Friday, June 26, 2015

More about My Genealogy Journey: Persistence Pays Off

I usually refer to myself as a bulldog. I will chase after something endlessly and rarely give up. This a very good trait in a genealogist and I am going to explain why.

Brick walls are a part of every genealogy. You get to a certain point and can't seem to get any farther. When you are Irish, it is inevitable. By a couple of happy circumstances, I have been luckier than most.

My great-great-grandfather, Cornelius Donoghoe was married and naturalized in Massachusetts. I was able to get a copy of his civil marriage record from the state and on it, I found his father's name and his wife's father's name. This is a really big deal.

Additionally, the naturalization document in Massachusetts is much more detailed than Connecticut and not only tells where he was born in Ireland but when he arrived in this country. To anyone who has done Irish genealogy, this is the this is the "mother lode".

I have been to Ireland, found his parents marriage and two sisters and that was pretty much that for the last almost 20 years. Last night, I was searching around on  Family Search and as usual, was checking what records they have.

I wanted to check the 1850 census for Massachusetts to see if there was any new information on where Cornelius might be. I searched Geoffrey just for the fun of it and found two more siblings for Cornelius that I never knew existed. I also found a death record in Boston in 1860 for a Jeffrey Donahue 50 years old. Is this my Jeffrey? I don't know but if it is, it changes everything I thought I knew.
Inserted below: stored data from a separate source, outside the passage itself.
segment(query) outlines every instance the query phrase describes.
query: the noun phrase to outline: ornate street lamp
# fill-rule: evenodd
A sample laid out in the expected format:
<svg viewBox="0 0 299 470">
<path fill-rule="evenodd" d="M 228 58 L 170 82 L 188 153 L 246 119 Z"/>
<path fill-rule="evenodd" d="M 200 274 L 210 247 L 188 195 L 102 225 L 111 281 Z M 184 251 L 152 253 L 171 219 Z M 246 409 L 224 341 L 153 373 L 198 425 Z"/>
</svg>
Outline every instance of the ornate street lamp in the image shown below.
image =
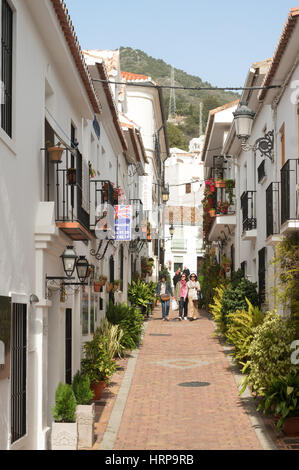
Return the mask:
<svg viewBox="0 0 299 470">
<path fill-rule="evenodd" d="M 169 233 L 170 233 L 170 236 L 171 238 L 173 237 L 173 234 L 174 234 L 174 226 L 173 224 L 171 224 L 171 226 L 169 227 Z"/>
<path fill-rule="evenodd" d="M 61 255 L 63 269 L 67 278 L 71 278 L 76 267 L 77 255 L 72 246 L 67 246 Z"/>
<path fill-rule="evenodd" d="M 85 279 L 88 277 L 89 273 L 89 263 L 85 256 L 79 256 L 76 263 L 77 275 L 80 282 L 85 282 Z"/>
<path fill-rule="evenodd" d="M 162 201 L 166 204 L 169 200 L 169 184 L 165 184 L 162 188 Z"/>
<path fill-rule="evenodd" d="M 241 140 L 241 147 L 244 152 L 259 150 L 263 157 L 268 157 L 273 161 L 274 131 L 267 132 L 264 137 L 256 140 L 254 145 L 248 144 L 248 139 L 252 133 L 252 125 L 255 112 L 248 108 L 247 103 L 241 102 L 238 109 L 233 113 L 236 128 L 236 135 Z"/>
</svg>

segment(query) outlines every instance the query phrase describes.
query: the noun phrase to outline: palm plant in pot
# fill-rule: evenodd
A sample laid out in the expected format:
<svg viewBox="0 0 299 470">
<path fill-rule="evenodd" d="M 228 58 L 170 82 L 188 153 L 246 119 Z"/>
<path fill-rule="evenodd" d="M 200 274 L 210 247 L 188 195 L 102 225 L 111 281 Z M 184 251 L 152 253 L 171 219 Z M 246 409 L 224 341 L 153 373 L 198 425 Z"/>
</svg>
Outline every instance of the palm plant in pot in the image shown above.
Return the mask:
<svg viewBox="0 0 299 470">
<path fill-rule="evenodd" d="M 273 414 L 277 429 L 287 436 L 299 436 L 299 374 L 273 377 L 258 406 L 264 414 Z"/>
<path fill-rule="evenodd" d="M 71 385 L 59 382 L 52 408 L 52 450 L 77 450 L 78 426 L 76 422 L 76 399 Z"/>
<path fill-rule="evenodd" d="M 90 388 L 94 392 L 95 400 L 101 398 L 104 387 L 116 371 L 116 362 L 108 353 L 108 341 L 105 336 L 95 334 L 93 339 L 84 345 L 81 369 L 82 373 L 89 377 Z"/>
<path fill-rule="evenodd" d="M 72 383 L 77 402 L 78 448 L 92 447 L 94 443 L 95 404 L 91 403 L 94 393 L 90 389 L 88 375 L 78 371 Z"/>
</svg>

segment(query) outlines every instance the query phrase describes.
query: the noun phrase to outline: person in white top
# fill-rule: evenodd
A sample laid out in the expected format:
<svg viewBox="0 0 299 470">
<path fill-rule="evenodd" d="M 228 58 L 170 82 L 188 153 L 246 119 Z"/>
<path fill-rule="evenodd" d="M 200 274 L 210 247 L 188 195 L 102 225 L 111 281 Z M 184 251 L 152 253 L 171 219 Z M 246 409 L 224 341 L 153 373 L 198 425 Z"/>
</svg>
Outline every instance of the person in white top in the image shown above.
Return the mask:
<svg viewBox="0 0 299 470">
<path fill-rule="evenodd" d="M 198 318 L 198 293 L 200 291 L 200 284 L 196 274 L 191 274 L 187 287 L 189 299 L 188 318 L 189 320 L 196 320 Z"/>
</svg>

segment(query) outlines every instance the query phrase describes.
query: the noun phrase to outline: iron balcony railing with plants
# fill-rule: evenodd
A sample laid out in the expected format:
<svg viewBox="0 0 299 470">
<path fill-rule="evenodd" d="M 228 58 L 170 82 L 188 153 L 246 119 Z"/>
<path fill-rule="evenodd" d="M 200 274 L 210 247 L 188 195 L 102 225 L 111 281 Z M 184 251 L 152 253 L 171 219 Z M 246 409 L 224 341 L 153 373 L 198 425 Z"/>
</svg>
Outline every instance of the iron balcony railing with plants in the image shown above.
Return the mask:
<svg viewBox="0 0 299 470">
<path fill-rule="evenodd" d="M 241 196 L 243 232 L 256 229 L 256 191 L 244 191 Z"/>
<path fill-rule="evenodd" d="M 79 222 L 89 231 L 89 174 L 83 182 L 84 160 L 78 150 L 63 148 L 61 160 L 45 151 L 46 201 L 55 201 L 56 222 Z"/>
<path fill-rule="evenodd" d="M 258 180 L 258 182 L 260 183 L 265 176 L 266 176 L 265 160 L 263 160 L 262 163 L 258 166 L 258 169 L 257 169 L 257 180 Z"/>
<path fill-rule="evenodd" d="M 235 192 L 234 187 L 216 188 L 216 214 L 234 214 L 235 208 Z"/>
<path fill-rule="evenodd" d="M 90 229 L 108 235 L 114 227 L 115 190 L 109 180 L 90 179 Z M 111 234 L 112 237 L 112 234 Z M 112 237 L 113 238 L 113 237 Z"/>
<path fill-rule="evenodd" d="M 280 231 L 279 183 L 269 184 L 266 189 L 266 234 L 277 235 Z"/>
<path fill-rule="evenodd" d="M 299 159 L 290 158 L 280 170 L 281 224 L 299 220 Z"/>
</svg>

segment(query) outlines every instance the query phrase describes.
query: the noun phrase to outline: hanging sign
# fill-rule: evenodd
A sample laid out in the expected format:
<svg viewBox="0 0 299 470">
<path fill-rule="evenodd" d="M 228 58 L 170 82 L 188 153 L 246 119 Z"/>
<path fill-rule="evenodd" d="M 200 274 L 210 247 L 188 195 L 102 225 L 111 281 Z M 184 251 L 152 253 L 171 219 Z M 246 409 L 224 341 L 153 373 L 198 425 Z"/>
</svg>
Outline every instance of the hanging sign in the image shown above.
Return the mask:
<svg viewBox="0 0 299 470">
<path fill-rule="evenodd" d="M 131 240 L 131 206 L 118 205 L 114 206 L 115 219 L 114 230 L 115 240 L 130 241 Z"/>
</svg>

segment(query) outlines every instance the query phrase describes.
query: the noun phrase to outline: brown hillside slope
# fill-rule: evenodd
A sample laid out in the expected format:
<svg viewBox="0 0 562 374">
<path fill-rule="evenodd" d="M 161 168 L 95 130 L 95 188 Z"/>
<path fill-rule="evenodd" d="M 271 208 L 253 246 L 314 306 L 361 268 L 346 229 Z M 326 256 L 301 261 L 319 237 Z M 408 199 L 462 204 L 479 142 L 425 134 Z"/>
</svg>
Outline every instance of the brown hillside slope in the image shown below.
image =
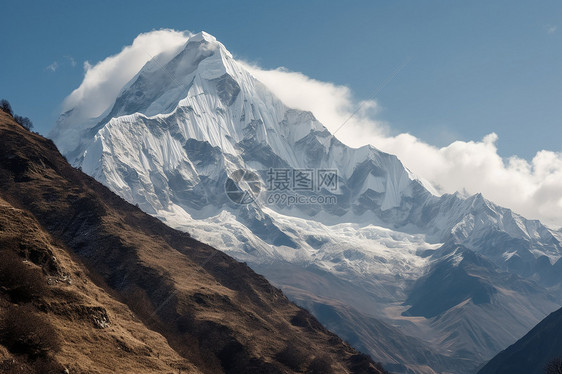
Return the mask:
<svg viewBox="0 0 562 374">
<path fill-rule="evenodd" d="M 17 294 L 7 292 L 13 285 L 6 284 L 11 283 L 6 282 L 6 275 L 12 271 L 13 283 L 20 286 L 25 283 L 24 273 L 34 274 L 38 283 L 30 291 L 39 288 L 39 292 L 27 300 L 22 300 L 25 292 L 21 289 Z M 179 369 L 201 373 L 126 305 L 96 286 L 87 273 L 31 214 L 0 198 L 0 279 L 4 280 L 0 282 L 4 283 L 0 286 L 0 311 L 5 319 L 8 314 L 14 318 L 32 309 L 32 314 L 43 319 L 41 322 L 54 327 L 58 340 L 62 340 L 60 350 L 47 344 L 50 352 L 39 356 L 58 362 L 72 373 L 177 373 Z M 2 327 L 3 331 L 12 328 Z M 26 357 L 26 351 L 13 355 L 0 345 L 0 373 L 40 372 L 37 363 L 45 361 L 44 357 Z M 31 365 L 25 365 L 26 361 Z M 56 369 L 56 365 L 51 367 Z M 62 373 L 62 369 L 54 372 Z"/>
<path fill-rule="evenodd" d="M 121 302 L 115 308 L 128 306 L 132 322 L 139 318 L 154 341 L 161 334 L 203 372 L 381 372 L 248 266 L 126 203 L 3 112 L 0 197 L 83 263 L 99 292 Z M 62 336 L 65 352 L 71 343 Z M 178 357 L 166 354 L 162 365 L 173 365 Z"/>
</svg>

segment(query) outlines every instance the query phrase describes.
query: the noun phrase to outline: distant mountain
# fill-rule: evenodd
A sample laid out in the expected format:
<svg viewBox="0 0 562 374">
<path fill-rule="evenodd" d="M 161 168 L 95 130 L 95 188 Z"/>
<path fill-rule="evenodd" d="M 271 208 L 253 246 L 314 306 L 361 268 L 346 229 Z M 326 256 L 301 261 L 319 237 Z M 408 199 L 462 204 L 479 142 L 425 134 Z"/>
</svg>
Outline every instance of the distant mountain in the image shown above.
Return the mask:
<svg viewBox="0 0 562 374">
<path fill-rule="evenodd" d="M 375 320 L 462 373 L 562 305 L 558 233 L 480 194 L 438 196 L 396 156 L 347 147 L 204 32 L 149 61 L 98 118 L 62 114 L 52 137 L 73 165 L 293 300 L 368 316 L 372 328 L 316 314 L 377 359 L 395 352 L 369 348 Z M 435 284 L 444 299 L 433 305 L 421 295 Z M 402 364 L 440 365 L 427 360 Z"/>
<path fill-rule="evenodd" d="M 562 363 L 562 309 L 500 352 L 478 374 L 544 374 L 547 365 L 556 359 Z"/>
<path fill-rule="evenodd" d="M 1 111 L 0 243 L 2 372 L 382 372 L 248 266 Z"/>
</svg>

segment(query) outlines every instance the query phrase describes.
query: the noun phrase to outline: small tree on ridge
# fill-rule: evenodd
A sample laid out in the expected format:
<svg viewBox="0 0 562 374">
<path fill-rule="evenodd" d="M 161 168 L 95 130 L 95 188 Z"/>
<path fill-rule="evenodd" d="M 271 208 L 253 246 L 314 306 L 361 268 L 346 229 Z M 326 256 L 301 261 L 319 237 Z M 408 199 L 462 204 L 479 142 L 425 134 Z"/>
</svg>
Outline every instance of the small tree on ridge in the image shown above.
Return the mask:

What the lesson here is, it is never over. We just need to keep looking and going back to the same sources because you never know when new information will be added. 

Just for the record, the spelling that I used for Geoffrey and Donahue are not misspellings, these are the variations I have found in the records. At Cornelius' birth, his father's name is spelled with a G and the Donahue was spelled with all o's and the g.